Manifestation anti-Bolloré près de L'Olympia : Jean-Luc Mélenchon se montre et menace de démanteler tout son empire
Plusieurs dizaines de personnes, dont Jean-Luc Mélenchon, se sont rassemblées samedi près de L'Olympia à Paris, à l'appel de la CGT Spectacles, pour s'opposer à "la bataille culturelle de l'extrême droite" et à la "mainmise" du milliardaire conservateur Vincent Bolloré sur les médias et la culture. La prestigieuse salle de spectacle appartient au groupe Canal +, dont M. Bolloré est l'actionnaire de référence.
Quel est l'objectif de cette mobilisation ?
"M. Bolloré a mis en danger la liberté de penser en France en créant un monopole idéologique sur la presse, la culture et l'éducation, dans l'édition", a déclaré à l'AFP M. Mélenchon, qui n'a pas pris la parole en tribune. "Si nous gagnons l'élection présidentielle" en 2027, "le trust Bolloré en entier sera démantelé", a ajouté le leader de la France insoumise (LFI), badge "Zapper Bolloré" au revers de la veste.

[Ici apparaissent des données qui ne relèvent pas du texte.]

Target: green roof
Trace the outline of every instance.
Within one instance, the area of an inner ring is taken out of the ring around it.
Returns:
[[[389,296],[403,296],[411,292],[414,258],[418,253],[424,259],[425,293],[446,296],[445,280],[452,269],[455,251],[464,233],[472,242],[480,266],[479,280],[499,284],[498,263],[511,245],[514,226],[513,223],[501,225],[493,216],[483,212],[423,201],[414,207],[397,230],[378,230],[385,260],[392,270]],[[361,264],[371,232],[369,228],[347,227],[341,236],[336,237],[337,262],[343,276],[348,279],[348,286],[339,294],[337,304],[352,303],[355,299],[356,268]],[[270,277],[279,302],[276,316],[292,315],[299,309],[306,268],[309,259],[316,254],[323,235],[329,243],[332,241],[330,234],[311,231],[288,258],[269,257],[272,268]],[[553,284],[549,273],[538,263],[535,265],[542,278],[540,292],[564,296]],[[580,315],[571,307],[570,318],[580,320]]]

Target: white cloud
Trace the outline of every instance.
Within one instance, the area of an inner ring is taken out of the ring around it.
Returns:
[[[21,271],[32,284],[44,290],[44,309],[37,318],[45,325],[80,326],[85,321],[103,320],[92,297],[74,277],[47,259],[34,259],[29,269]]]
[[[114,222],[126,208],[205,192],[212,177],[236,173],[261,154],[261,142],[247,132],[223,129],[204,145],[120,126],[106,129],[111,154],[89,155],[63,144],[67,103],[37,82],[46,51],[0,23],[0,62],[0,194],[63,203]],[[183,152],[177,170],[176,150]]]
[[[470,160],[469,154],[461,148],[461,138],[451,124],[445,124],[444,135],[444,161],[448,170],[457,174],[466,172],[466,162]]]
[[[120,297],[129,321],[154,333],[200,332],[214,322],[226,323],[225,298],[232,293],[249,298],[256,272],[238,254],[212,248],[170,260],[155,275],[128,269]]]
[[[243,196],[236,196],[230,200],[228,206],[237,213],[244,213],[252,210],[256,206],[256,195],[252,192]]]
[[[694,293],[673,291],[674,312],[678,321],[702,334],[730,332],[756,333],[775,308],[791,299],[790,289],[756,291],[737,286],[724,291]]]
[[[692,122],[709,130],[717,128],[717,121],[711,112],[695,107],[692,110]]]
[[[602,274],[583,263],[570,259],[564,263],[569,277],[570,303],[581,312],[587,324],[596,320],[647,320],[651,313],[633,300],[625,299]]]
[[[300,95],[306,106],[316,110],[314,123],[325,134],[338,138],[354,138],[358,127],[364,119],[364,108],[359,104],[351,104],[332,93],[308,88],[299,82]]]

Cela passera par "une loi anti-concentration", a renchéri la députée LFI Sarah Legrain.
Des figures de la culture au rassemblement
Sous une chaleur écrasante, les manifestants, essentiellement issus du monde de la culture, se sont rassemblés sur la place Henri-Salvador, à côté de L'Olympia, au centre de Paris. Parmi eux figurait la comédienne Adèle Haenel, signataire mi-mai d'une tribune qui visait le milliardaire et dénonçait "l'entreprise grandissante de l'extrême droite" dans le cinéma, dont Canal + est le premier financier en France.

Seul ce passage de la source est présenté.